A tática já é bem conhecida: se ela é durona, alguns presentes podem amolecer seu coração. Essa regra básica para tentar conquistar uma namorada não vale para uma espécie de percevejo d’água encontrada na Austrália. Cientistas verificaram que o acasalamento desses insetos é marcado por uma “inversão de papéis”: em vez de o macho oferecer presentes para a fêmea, é ela quem fornece comida, transporte e sexo à vontade ao seu companheiro.
Durante a cópula, a fêmea do percevejo d’água australiano carrega e
alimenta o macho, que tem a metade de seu tamanho (foto: CSIRO
2001. Invertebrate Taxonomy, vol. 15, #2 – NM Andersen & TA Weir)
A descoberta foi realizada pelo pesquisador Goran Arnqvist, da Universidade de Uppsala (Suécia), juntamente com Mark Elgar e Therésa Jones, ambos da Universidade de Melbourne (Austrália). O estudo foi publicado na revista Nature em 24 de julho.
“No reino animal, nem sempre o ato sexual é precedido pela oferenda de presentes por um dos parceiros”, afirma o zoólogo Ângelo Machado, da Universidade Federal de Minas Gerais. Segundo ele, um exemplo bem conhecido até então era o dos mecópteros. Entre esses insetos, o macho oferece um mosquito à fêmea para seduzi-la (a cópula dura o tempo necessário para o consumo do banquete a dois). O que se constatou entre os percevejos d’água australianos, no entanto, é justamente o inverso.
A equipe de Arnqvist descobriu que, nessa espécie ( Phoreticovelia disparata ), a fêmea alimenta o macho com secreções glandulares, o que levanta discussão sobre o investimento paterno na formação dos filhotes — tese mais aceita até hoje para justificar tantos agrados. Para tentar entender como ocorre essa inversão de papéis, os cientistas realizaram um teste.

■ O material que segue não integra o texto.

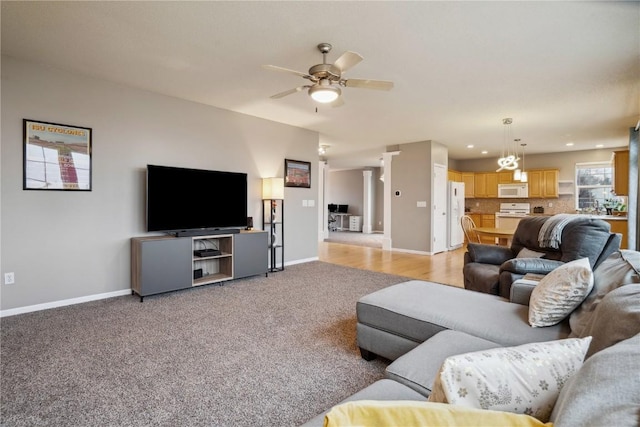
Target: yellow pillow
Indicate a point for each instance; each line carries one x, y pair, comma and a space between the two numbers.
419, 414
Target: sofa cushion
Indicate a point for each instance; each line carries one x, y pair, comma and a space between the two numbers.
526, 379
560, 292
481, 277
616, 318
417, 310
419, 414
418, 368
605, 392
584, 237
619, 268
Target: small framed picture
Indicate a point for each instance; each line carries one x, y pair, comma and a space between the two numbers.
297, 173
56, 156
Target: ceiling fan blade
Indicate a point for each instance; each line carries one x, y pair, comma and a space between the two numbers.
347, 60
369, 84
286, 70
288, 92
337, 103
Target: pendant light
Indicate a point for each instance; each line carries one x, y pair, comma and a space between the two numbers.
523, 174
509, 159
517, 174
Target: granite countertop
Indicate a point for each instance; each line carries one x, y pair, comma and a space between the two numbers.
607, 217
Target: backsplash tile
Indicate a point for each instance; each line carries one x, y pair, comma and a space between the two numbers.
563, 204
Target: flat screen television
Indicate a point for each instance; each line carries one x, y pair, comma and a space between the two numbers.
180, 199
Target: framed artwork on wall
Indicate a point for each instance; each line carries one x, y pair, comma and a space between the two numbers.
297, 173
56, 156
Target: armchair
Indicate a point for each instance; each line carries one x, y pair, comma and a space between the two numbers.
492, 269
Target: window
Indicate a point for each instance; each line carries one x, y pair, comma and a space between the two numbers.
593, 182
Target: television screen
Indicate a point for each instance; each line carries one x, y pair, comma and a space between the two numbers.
185, 199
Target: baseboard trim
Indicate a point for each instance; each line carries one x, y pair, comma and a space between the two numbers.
79, 300
301, 261
62, 303
411, 251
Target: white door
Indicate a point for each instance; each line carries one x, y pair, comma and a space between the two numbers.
456, 210
439, 220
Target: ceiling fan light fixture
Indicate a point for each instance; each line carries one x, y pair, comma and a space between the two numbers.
324, 94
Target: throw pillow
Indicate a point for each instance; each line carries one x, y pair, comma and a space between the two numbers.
560, 292
618, 269
526, 379
528, 253
419, 414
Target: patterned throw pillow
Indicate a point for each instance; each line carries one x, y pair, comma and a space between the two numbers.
526, 379
528, 253
560, 292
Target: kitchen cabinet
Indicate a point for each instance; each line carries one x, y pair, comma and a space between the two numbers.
454, 175
621, 172
469, 187
543, 183
485, 184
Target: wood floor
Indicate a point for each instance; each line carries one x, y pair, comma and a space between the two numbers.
445, 267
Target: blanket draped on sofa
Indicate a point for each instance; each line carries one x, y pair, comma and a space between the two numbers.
550, 235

Uma mosca da espécie Drosophila melanogaster foi marcada radioativamente e em seguida fornecida como comida para alguns percevejos fêmea. Com a ajuda de um aparelho que rastreia o marcador no corpo dos insetos, foi possível concluir que o material radioativo, presente a princípio apenas no organismo das fêmeas, foi transferido para os machos após 10 dias.
A presença de glândulas da fêmea ativadas durante a cópula — que pode durar até uma semana — sugere que o macho se alimenta da secreção da parceira enquanto ocorre a fecundação. Observações posteriores constataram que a taxa de sobrevivência dos machos estudados aumentou em 50% após a cópula — e a “refeição” a ela associada.
Se as vantagens desse tipo de acasalamento para um percevejo macho soam evidentes, o mesmo não se pode dizer sobre as fêmeas. “Suspeitamos que as fêmeas alimentem os machos para mantê-los ’felizes’, assim eles não comem diretamente a ’carne’ da fêmea”, disse Arnqvist à CH on-line . “Mas ainda não temos evidências disso.”
A equipe especula ainda que a fêmea permitiria tantas regalias para economizar energia. Alguns biólogos sugerem que a fêmea se desgastaria mais caso dispensasse o macho após a deposição do esperma e se relacionasse com outros parceiros. “A fêmea poderia até se machucar se fosse disputada por vários machos ao mesmo tempo”, acredita Elgar.